12 avr. 2010

Sur la mode . (Baudrillard)






Mon intérêt pour la mode vestimentaire et ses représentations photographiques n'est pas chose nouvelle. Je l'avais déjà évoquée comme étant une source d'inspiration, certaines de mes peintures étant directement issues de photographies de mode.

Cet intérêt et cette fascination grandissants, ayant de plus en plus d'impact sur mon travail et mes recherches m'ont tout d'abord surprise. Pourquoi cette fascination pour quelque chose d'aussi futile, superficiel ? La mode n'est pas un domaine dont ont fait l'éloge, bien au contraire.

Son rapport au commerce, au superficiel et son inutilité totale en font t- elles pour autant un domaine inintéressant ? J'ai donc récemment fait des recherches sur la mode, afin de saisir en quoi cette dernière pouvait être intéressante pour le domaine artistique, sachant tout de même qu'art contemporain et mode se rapprochent de plus en plus (Warhol a d'ailleurs sûrement été un des premiers initiateurs).

Mes lectures m'ont apporté plus que je ne pouvais l'espérer, et l'éclairage sur mes recherches est conséquent. Ici quelques extraits de L'échange symbolique et la mort de Jean Baudrillard, où un chapitre entier est consacré à la mode.

" Dans ce sens, on peut dire que tous [les domaines] sont hantés par la mode. Car celle-ci peut s'entendre à la fois comme le jeu le plus superficiel et comme la forme sociale la plus profonde - l'investissement de tous les domaines par le code."

" Sous le signe de la mode, ce sont toutes les cultures qui jouent comme simulacres dans une promiscuité totale."

" Tout aujourd'hui est affecté dans son principe d'identité par la mode. Précisément par la puissance qu'elle a de reverser toutes les formes à l'inorigine et à la récurrence. [...] Mort et résurrection spectrale des formes." Gras

" Esthétique du recommencement : la mode est ce qui tire frivolité de la mort et modernité du déjà-vu. Elle est le désespoir que rien ne dure, et la jouissance inverse de savoir qu'au delà de cette mort, toute forme a toujours la chance d'une existence seconde, jamais innocente, car la mode vient dévorer d'avance le monde et le réel : elle est le poids de tout le travail de mort des signes sur la signification vivante [...]."

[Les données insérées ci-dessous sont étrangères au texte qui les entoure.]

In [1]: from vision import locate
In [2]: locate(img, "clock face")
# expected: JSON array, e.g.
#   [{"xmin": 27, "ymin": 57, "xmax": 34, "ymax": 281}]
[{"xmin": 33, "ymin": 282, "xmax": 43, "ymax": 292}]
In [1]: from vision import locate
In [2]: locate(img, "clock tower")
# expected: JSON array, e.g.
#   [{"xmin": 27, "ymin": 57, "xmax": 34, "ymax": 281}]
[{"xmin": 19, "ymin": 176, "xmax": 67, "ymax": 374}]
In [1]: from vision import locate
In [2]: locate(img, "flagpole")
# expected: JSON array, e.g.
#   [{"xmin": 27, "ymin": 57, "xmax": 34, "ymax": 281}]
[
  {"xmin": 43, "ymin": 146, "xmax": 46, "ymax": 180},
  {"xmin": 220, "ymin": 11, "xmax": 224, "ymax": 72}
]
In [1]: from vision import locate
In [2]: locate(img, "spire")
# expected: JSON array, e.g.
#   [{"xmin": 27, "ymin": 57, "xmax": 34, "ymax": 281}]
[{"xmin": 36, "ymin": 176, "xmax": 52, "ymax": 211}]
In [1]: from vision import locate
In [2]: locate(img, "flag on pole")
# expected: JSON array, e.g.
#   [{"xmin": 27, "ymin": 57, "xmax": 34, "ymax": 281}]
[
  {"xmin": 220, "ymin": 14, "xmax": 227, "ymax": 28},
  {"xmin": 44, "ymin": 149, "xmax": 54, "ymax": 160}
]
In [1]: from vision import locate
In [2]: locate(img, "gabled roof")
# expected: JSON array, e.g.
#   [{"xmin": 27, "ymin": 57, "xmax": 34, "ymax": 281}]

"Ainsi la jouissance de la mode est celle d'un monde spectral et cyclique de formes révolues, mais ressuscitées sans fin comme signes efficaces. Il y a comme un désir de suicide, dit König, qui ronge la mode et se réalise au moment où elle atteint son apogée."

"La mode trouve son vertige dans la surface seule, l'actualité pure."

" Il y a une "pulsion" de mode [...] désir d'abolition du sens et d'immersion dans les signes purs [...]."

"Pour Oscar Wilde, "toutes deux [la mode et la collection] donnent à l'homme une sécurité que jamais même la religion ne lui a donnée." "

" Faire son salut dans la mode. Passion collective, passion des signes, passion du cycle [...]. "

" Elle [la mode] qui désinvestit les signes de toute valeur et de tout affect, elle redevient une passion, passion de l'artificiel."

" Au de là du beau et du laid, de l'utile et de l'inutile, c'est cette immortalité par rapport à tous les critères, cette frivolité qui donne parfois à la mode sa force subversive [...]"

" Ni le pratique ni le logique ne sauraient justifier l'extravagante aventure du vêtement, superflue donc nécessaire, la mode ressortit à la religion. "

" Passion de la futilité et de l'artificiel qui est plus fondamentale peut-être que la pulsion sexuelle. Dans notre culture rivée au principe d'utilité, la futilité joue comme transgression, comme violence et la mode est condamnée pour cette puissance qu'il y a en elle du signe pur qui ne signifie rien."

" Livré aux signes de la mode le corps est sexuellement désenchanté, il devient mannequin. "

Et enfin une petite citation toujours extraite du même ouvrage, mais qui illustre parfaitement ce que je pense du mémoire, et du "forcing" à l' intellectualisme pratiqué en faculté d'arts plastiques (et auquel je me plie tant bien que mal) :

" Sous couleur de restituer le "fond des choses" on louche inconsciemment sur le vide".